SummaryCore Impact Professional started life as a pure-play penetration test tool. It was, at the time, the premier product of its type. Today, Impact Pro has a lot of added capability, and touches on both pen testing and vulnerability assessment. For all of that evolution, the product has retained its most beguiling benefit: It is a pen testing tool that works for both old pros and entry-level pen testers. If one has a lot of experience, the tool can do just about anything, including working in tandem with another old favorite, Metasploit, and writing one's own exploit scripts for identifying zero-day vulnerabilities.
If, on the other hand, one is relatively new to the game, Impact Professional has a host of structured capabilities - for everything from typical pen testing tasks to client-side exploits to some sophisticated wireless testing.
We begin our testing by downloading a copy of Impact after receiving a link from Core. Here is where the controls on access to the product begin. Each copy is set up for the customer. The licensed address range is hard-coded into the copy that we downloaded. That copy is, as well, encrypted. By a separate email we receive a key to unlock the encrypted distribution.
Once we download the distribution and unencrypt it, we are ready to install, which goes smoothly. However, we have another step to consider. Core Security is good about developing new exploits to keep the tool current and, of course, if one plans on using Impact in concert with Metasploit there are new exploits for that being developed as well. So the next step is to update our copy. That is a bit time-consuming, but it is, of course, necessary. Users receive frequent - sometimes daily - notifications of updates, so keeping a copy of Impact current is easy.
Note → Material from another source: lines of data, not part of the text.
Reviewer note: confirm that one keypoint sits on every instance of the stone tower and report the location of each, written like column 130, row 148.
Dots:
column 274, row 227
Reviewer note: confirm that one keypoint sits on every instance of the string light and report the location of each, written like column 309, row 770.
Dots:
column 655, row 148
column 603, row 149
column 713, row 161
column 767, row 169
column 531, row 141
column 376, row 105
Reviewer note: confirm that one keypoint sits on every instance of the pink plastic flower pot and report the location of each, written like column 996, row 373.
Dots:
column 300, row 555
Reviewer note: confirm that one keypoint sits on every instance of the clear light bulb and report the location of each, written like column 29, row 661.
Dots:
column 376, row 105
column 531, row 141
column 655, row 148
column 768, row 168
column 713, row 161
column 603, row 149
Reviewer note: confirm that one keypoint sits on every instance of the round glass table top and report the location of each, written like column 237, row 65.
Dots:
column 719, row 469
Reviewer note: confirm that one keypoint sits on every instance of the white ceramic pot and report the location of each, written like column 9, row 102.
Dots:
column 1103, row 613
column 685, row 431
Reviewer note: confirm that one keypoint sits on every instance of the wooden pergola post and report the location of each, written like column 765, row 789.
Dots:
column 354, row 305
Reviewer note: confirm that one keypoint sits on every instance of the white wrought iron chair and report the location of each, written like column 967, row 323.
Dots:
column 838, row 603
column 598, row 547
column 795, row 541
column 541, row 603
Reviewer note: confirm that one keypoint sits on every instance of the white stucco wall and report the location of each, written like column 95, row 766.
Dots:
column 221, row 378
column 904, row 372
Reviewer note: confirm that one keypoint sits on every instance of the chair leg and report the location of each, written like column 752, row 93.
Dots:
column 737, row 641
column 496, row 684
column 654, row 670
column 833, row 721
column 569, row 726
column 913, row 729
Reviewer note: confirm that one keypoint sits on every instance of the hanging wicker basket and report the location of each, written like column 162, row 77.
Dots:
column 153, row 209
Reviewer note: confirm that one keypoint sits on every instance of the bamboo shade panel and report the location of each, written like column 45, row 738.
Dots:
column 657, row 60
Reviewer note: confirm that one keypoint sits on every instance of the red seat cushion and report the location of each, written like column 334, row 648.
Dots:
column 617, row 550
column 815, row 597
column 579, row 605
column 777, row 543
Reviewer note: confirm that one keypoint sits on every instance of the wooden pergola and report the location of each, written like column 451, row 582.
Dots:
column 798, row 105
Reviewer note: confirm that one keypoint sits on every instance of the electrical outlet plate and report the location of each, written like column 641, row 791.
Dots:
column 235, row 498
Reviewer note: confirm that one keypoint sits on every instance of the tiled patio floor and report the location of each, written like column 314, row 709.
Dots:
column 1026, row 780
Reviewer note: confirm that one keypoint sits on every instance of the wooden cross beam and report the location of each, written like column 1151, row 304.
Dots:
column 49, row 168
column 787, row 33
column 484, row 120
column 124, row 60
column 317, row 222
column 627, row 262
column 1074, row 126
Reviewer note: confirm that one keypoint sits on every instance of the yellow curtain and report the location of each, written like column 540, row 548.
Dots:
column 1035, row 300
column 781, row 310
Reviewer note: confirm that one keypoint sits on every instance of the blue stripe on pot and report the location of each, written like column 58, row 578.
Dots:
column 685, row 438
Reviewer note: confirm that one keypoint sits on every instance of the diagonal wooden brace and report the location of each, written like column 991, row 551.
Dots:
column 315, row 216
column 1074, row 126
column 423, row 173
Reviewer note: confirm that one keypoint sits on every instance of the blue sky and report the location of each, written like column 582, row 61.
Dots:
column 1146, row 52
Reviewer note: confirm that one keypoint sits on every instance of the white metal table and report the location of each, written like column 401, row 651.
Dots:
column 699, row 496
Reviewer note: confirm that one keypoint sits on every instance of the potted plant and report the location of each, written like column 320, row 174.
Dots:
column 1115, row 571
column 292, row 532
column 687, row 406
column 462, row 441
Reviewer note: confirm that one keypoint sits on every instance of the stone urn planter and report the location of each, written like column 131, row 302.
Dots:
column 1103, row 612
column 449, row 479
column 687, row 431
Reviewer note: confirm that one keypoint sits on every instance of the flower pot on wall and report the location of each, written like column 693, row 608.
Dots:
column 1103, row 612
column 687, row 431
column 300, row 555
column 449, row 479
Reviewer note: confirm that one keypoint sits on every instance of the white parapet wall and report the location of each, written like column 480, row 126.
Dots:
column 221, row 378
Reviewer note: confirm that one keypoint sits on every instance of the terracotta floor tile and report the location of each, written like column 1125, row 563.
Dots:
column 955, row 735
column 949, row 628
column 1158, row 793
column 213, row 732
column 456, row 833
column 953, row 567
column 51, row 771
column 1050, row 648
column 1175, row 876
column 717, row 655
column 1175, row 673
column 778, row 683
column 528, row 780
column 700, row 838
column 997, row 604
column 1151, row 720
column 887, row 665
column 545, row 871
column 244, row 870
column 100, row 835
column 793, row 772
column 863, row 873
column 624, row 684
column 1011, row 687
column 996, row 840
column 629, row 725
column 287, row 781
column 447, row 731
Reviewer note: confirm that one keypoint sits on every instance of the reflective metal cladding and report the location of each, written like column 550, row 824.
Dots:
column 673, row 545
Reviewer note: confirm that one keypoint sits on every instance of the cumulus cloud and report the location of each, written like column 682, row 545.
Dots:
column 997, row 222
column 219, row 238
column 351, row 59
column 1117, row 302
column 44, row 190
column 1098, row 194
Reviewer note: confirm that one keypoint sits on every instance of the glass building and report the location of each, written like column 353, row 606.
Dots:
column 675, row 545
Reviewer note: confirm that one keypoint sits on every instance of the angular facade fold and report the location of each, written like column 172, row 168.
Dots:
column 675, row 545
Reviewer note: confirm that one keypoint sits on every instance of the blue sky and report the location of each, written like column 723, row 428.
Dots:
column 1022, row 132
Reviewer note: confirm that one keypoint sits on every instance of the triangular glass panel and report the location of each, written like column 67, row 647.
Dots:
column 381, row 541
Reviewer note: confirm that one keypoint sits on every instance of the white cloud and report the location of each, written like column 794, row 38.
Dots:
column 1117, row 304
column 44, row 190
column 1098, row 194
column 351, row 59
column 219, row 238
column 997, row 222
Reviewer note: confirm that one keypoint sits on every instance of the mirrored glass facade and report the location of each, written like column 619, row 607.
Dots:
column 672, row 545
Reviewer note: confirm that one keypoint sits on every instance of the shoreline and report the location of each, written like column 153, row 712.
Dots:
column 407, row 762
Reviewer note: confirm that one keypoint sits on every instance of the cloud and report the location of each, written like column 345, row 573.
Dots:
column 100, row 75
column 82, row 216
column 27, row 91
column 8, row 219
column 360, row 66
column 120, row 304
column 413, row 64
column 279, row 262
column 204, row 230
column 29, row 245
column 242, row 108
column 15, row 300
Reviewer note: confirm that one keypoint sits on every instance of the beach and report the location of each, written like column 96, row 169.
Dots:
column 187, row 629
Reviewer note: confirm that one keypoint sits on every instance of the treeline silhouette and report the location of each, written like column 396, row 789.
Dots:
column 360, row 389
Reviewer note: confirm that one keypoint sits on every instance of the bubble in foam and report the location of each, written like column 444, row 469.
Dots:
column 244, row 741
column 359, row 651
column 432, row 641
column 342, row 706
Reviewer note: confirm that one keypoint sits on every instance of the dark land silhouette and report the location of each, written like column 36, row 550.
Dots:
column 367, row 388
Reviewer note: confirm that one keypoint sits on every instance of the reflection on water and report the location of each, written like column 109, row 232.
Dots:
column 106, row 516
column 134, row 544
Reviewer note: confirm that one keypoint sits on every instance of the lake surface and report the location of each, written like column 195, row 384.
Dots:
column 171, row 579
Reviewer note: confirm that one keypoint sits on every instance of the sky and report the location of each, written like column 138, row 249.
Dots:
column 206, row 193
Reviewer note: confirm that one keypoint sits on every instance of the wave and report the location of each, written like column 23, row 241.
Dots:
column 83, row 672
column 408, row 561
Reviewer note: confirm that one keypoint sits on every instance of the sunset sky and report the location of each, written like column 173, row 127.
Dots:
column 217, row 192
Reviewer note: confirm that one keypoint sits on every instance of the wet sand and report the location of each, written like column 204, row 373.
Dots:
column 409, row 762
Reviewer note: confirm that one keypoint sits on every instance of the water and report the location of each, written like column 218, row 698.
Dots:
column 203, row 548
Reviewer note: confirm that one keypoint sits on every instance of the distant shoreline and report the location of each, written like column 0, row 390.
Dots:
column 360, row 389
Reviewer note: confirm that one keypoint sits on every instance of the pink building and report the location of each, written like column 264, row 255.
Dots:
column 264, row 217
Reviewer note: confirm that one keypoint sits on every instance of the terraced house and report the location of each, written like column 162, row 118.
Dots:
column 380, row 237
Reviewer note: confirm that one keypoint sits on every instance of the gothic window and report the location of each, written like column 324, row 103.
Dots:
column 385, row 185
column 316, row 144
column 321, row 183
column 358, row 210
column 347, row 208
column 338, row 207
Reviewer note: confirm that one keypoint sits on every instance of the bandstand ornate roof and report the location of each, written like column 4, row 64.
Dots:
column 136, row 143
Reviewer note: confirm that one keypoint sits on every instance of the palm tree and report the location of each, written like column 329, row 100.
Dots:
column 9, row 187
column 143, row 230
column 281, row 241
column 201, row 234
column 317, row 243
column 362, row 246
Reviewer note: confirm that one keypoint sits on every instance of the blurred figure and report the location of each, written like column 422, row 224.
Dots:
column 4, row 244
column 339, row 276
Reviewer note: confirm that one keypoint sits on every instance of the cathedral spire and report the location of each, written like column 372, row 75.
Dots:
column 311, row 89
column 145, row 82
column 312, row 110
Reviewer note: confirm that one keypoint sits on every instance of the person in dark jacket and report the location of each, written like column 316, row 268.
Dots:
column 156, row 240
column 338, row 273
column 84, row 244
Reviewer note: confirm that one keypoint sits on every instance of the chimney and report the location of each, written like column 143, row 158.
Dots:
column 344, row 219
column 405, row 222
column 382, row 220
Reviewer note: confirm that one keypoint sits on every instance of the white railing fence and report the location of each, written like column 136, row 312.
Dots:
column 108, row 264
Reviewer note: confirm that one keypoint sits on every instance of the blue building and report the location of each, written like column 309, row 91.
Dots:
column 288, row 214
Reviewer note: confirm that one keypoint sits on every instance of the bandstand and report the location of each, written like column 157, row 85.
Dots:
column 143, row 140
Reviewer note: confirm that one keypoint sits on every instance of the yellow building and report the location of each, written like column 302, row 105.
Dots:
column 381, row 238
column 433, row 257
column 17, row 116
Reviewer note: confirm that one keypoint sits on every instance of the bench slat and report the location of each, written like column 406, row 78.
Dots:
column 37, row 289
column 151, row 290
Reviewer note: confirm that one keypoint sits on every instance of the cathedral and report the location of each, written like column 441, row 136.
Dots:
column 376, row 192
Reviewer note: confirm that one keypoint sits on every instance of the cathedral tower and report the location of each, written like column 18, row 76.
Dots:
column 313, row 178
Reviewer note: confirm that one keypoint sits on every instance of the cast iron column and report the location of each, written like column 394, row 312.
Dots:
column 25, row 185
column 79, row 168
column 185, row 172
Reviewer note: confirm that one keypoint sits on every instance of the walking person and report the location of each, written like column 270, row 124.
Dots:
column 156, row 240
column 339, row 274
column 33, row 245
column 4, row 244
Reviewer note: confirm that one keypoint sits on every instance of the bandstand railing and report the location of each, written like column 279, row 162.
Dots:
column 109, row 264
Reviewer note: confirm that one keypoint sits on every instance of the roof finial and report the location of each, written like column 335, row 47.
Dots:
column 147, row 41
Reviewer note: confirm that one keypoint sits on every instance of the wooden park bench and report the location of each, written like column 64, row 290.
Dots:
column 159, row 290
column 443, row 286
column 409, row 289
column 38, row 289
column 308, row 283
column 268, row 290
When we have our copy of Impact updated and ready for testing, we run a quick, scripted discovery scan. There are a variety of canned, or scripted, tasks that even the most novice pen tester can use. The discovery phase is a good example. Impact uses a variant of some old standbys, such as Nmap, for initial discovery scanning. We run our copy of Impact against the same test bed we have used for many of our vulnerability tests, and we add the extra dimension of real-world testing.
Core Impact has been SC Lab Approved for several years, and that has given us ample opportunity to use it on real-test scenarios. Our experience has been that Impact lives up to its advanced billing better than most products we test and use. After we run our discovery scan, we perform an automated network pen test, and Impact has no trouble placing agents on the vulnerable machines in our target range, which sits in a VMware vSphere virtual environment.
We test several of its other advanced capabilities - web vulnerabilities, client-side exploits, etc. - all with excellent results. Its biggest benefit is its production penetration testing at whatever level the organization demands.
Documentation is first-rate, as is support. Although this is not an inexpensive tool, it is priced appropriately for what it offers, and we find that it is an excellent value.